- Folha de S. Paulo
Ex-presidente ainda é visto como uma espécie de deus entre os petistas
O Brasil, como qualquer democracia, precisa de um partido de massas mais à esquerda. Desde o início dos anos 90, era o PT que vinha desempenhando esse papel. Eu receio, porém, que a obstinação com que a legenda se abraça a Lula poderá custar-lhe o posto de principal partido de esquerda.
Durante 13 anos, o PT ocupou o Palácio do Planalto. Houve bons momentos, de forte crescimento econômico com pleno emprego, mas não há como se furtar ao resultado final: as gestões petistas produziram dois dos maiores escândalos de corrupção do país e uma recessão brutal, que levou ao impeachment de Dilma Rousseff, e da qual ainda levaremos alguns anos para nos recuperar.
Num país normal, o partido sob cuja administração essas coisas ocorreram seria escanteado para a oposição e mergulharia num processo de autocrítica. À medida que conseguisse explicar seus erros e mostrar que aprendeu com eles, poderia reconquistar a confiança do eleitor.
O caso Lula, porém, subverte esse que seria o processo natural. Seriamente encrencado com a Justiça, Lula tem como único discurso negar não só seu envolvimento pessoal como também a participação maciça do PT nos esquemas de corrupção e a própria responsabilidade do partido na recessão. Nas versões mais delirantes, a crise seria consequência de um complô de potências estrangeiras para se apossar do pré-sal.

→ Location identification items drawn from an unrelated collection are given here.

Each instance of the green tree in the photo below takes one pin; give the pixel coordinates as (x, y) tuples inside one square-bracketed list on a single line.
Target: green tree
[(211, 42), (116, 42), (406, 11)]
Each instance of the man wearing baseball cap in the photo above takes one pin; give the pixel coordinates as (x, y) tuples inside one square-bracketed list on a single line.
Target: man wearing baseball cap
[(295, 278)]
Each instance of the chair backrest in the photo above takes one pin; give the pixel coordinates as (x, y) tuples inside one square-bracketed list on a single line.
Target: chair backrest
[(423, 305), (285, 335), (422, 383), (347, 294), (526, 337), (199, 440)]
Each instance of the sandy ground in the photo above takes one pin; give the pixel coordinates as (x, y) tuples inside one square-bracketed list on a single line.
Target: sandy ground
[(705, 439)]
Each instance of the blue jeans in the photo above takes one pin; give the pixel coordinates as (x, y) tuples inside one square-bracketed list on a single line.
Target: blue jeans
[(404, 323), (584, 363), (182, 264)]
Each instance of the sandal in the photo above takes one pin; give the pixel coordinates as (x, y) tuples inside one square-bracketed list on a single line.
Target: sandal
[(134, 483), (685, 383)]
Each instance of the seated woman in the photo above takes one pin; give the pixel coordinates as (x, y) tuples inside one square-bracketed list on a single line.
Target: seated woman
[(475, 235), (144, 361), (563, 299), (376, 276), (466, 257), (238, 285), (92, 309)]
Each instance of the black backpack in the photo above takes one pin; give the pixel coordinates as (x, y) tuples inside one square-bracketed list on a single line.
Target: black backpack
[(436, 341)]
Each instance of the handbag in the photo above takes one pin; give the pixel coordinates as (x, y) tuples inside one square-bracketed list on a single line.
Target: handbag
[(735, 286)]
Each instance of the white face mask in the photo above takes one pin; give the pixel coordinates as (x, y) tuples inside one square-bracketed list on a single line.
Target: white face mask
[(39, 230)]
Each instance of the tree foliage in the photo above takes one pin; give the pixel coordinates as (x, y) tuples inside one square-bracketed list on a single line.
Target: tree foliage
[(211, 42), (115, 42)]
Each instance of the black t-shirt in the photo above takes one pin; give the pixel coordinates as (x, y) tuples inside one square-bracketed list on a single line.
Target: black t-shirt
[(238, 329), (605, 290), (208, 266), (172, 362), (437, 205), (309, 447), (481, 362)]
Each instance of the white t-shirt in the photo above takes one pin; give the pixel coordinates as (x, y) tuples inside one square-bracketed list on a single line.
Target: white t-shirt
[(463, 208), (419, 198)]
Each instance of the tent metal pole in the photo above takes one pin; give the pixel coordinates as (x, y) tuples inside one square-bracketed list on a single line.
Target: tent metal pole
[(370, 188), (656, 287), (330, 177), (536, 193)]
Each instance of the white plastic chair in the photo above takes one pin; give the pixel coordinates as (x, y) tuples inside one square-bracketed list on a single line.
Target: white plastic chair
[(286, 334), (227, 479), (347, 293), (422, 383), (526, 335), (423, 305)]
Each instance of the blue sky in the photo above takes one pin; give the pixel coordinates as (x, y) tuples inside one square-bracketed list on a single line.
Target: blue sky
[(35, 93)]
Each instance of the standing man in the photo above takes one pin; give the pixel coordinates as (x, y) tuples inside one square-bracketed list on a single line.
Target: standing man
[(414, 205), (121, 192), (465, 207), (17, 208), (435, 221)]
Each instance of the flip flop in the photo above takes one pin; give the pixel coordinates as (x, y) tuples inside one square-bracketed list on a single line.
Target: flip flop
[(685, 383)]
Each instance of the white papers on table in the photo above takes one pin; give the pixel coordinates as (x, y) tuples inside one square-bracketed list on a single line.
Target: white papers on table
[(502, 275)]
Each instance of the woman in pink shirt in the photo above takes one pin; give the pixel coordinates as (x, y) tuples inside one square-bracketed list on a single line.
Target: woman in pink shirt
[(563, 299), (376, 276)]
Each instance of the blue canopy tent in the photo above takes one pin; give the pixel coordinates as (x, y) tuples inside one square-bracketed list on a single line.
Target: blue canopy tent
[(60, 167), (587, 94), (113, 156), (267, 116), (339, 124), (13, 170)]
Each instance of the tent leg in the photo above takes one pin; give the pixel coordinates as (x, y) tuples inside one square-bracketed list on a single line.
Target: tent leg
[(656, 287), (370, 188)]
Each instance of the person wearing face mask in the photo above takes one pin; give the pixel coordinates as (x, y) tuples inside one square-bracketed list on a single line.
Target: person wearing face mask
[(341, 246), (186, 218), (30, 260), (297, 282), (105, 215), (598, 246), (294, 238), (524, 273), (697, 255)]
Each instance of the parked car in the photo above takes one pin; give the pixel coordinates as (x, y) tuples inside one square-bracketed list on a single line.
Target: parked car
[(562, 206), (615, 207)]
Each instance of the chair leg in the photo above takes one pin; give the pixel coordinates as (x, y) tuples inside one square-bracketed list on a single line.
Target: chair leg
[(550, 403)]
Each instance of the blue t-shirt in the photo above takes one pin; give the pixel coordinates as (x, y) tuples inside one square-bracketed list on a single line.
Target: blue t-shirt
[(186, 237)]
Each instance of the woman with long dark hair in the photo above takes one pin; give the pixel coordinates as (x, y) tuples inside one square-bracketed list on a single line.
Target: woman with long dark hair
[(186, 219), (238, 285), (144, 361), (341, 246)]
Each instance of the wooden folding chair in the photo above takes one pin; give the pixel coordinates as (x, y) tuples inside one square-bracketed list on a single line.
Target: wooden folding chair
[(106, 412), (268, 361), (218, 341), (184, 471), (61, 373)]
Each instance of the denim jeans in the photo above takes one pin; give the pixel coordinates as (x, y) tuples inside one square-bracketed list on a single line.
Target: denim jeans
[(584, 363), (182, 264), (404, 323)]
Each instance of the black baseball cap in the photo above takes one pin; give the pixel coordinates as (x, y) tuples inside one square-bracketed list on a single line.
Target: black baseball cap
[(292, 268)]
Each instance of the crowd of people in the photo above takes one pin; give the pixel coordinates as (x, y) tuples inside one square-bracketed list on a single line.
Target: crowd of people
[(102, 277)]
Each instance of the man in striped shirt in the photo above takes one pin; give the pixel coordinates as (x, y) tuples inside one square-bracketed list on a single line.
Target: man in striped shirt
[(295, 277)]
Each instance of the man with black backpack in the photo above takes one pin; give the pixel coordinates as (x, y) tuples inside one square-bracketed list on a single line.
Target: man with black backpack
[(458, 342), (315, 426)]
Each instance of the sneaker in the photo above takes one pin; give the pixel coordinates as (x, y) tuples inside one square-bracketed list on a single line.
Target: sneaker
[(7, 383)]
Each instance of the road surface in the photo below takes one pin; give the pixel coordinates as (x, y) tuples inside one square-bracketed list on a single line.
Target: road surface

Como Lula ainda é visto como uma espécie de deus entre os petistas —no que constitui mais uma evidência das similaridades entre o pensamento político e o religioso—, a legenda parece incapaz de abandoná-lo. E, ao acompanhá-lo em seu discurso dissociativo, deixa de fazer a autocrítica que lhe permitiria mudar de página e encarar o futuro.
Se, no passado, Lula já foi a escada na qual o PT se apoiou para conquistar o eleitor mediano, ele agora se tornou a âncora que impede o partido de seguir adiante.